Évidemment, on s'est aussi remémoré nos vieux souvenirs et par la force des choses, nous sommes revenus sur les origines de notre première rencontre.

Du coup, pendant près de 18 ans, ma version était celle que je vous ai racontée en début de chronique. Or, il me manquait quelques pièces du casse-tête.

En effet, Greg m'a confié qu'à l'époque, comme Greg et Greg étaient de jeunes célibataires en voyage, leur méthode de drague consistait à traîner une carte routière sur eux et lorsqu'ils apercevaient une jolie demoiselle, ceux-ci jouaient le rôle des touristes égarés et vous le devinerez, cela facilitait grandement les rapprochements.

Dans le cas d'Émilie, on peut parler d'un demi-succès étant donné que ça s'est seulement soldé par une histoire d'amitié, mais c'est aussi grâce à cette méthode que Greg a fini par fonder une famille avec Renée.

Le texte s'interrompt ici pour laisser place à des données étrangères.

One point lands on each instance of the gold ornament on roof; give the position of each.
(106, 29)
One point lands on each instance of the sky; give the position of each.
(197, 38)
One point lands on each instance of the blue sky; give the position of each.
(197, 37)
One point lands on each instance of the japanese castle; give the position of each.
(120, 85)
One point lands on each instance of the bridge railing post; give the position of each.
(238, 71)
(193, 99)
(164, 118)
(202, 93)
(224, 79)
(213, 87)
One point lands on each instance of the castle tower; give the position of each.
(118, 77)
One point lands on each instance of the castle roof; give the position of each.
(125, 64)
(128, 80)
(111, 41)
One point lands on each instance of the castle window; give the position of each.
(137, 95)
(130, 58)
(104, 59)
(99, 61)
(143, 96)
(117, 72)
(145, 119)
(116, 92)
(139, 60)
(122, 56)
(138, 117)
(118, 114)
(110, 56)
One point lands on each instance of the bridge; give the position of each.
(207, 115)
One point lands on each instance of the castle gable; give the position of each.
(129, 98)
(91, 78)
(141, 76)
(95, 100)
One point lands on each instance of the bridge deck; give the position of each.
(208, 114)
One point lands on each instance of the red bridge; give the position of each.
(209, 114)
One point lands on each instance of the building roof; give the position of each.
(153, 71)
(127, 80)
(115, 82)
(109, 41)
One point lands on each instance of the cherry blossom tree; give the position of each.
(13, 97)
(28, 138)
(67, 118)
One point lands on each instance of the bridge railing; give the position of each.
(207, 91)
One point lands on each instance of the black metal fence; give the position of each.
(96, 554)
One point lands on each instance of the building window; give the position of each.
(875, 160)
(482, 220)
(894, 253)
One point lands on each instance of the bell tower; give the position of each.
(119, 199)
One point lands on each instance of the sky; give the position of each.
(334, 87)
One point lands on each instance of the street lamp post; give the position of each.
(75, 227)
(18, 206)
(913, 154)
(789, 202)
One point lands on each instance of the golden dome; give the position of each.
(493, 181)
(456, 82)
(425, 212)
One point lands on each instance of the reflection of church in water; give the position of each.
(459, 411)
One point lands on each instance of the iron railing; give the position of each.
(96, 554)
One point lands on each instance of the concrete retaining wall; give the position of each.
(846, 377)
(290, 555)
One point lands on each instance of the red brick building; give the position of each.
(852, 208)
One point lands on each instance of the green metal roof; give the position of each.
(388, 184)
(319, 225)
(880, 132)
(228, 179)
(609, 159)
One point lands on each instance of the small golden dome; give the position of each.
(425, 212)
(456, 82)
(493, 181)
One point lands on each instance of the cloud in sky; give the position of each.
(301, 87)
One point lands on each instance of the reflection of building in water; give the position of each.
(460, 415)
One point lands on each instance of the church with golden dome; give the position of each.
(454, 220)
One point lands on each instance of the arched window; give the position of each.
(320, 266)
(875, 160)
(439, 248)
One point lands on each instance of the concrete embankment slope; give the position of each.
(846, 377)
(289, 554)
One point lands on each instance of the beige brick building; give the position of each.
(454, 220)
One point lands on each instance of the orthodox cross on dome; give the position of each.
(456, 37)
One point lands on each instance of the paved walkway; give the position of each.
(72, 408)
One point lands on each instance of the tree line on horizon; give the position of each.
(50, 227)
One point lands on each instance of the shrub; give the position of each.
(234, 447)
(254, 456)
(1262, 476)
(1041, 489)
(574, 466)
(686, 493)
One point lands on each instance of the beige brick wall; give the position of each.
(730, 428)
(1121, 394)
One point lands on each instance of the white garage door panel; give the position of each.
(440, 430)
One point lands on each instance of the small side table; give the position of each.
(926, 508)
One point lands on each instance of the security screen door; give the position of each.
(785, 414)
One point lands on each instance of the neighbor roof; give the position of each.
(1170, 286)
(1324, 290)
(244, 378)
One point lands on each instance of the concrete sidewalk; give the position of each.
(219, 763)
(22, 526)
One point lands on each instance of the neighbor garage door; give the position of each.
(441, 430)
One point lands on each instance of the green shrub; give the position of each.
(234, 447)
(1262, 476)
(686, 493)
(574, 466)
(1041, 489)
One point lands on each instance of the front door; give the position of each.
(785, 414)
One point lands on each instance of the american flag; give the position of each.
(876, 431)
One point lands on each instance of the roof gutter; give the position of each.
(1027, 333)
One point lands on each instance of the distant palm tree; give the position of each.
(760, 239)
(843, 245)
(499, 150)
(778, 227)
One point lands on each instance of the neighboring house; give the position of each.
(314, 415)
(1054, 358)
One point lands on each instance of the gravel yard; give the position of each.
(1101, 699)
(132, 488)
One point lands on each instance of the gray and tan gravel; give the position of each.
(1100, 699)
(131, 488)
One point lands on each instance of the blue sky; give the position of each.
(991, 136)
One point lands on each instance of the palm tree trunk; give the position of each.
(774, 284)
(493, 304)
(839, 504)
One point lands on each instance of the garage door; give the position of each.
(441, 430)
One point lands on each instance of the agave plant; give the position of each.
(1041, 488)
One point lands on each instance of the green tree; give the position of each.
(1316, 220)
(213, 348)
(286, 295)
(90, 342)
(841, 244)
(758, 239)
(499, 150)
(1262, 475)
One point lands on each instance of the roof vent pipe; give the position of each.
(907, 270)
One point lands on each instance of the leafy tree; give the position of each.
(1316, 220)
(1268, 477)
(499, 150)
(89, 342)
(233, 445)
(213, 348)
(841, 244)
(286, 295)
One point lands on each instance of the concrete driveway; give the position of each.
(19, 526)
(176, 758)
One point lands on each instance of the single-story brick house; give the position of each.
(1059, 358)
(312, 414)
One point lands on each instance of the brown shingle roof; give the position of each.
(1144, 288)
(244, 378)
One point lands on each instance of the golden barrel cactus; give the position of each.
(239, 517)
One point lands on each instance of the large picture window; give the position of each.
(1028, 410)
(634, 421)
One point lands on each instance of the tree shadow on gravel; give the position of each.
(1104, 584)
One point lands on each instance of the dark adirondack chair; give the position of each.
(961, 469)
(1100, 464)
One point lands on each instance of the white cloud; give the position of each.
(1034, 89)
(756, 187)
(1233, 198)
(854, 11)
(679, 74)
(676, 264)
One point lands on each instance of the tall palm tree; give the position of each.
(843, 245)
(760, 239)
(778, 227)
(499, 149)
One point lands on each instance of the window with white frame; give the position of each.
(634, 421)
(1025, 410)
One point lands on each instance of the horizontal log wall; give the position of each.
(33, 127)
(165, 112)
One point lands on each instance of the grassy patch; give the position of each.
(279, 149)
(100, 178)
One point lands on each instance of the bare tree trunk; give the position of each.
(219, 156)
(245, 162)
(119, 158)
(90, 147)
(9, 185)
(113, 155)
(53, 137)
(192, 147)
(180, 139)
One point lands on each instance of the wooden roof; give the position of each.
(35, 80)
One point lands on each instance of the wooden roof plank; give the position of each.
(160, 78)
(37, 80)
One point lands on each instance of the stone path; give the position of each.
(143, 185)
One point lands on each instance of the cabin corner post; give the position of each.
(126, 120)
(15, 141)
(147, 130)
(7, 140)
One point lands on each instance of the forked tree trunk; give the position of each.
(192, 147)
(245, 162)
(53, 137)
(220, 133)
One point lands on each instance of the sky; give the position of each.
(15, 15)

Bien entendu, nous n'attendrons pas un autre 15 ans avant de se revoir. Alors hop, la prochaine fois, c'est nous qui ferons le chemin d'Alma jusqu'à Baltimore, et ce, même si ça me fout un peu la trouille. Parce que voyez-vous, à Baltimore, ça joue dur. À ce que Greg me disait, la rue où vous habitez peut être l'endroit le plus peinard du monde alors que deux rues plus loin, des types se font fusiller chaque semaine.

Mais bon, si jamais je me retrouvais en danger, je n'aurai qu'à sortir une carte routière. J'imagine que ça fonctionne aussi à Baltimore.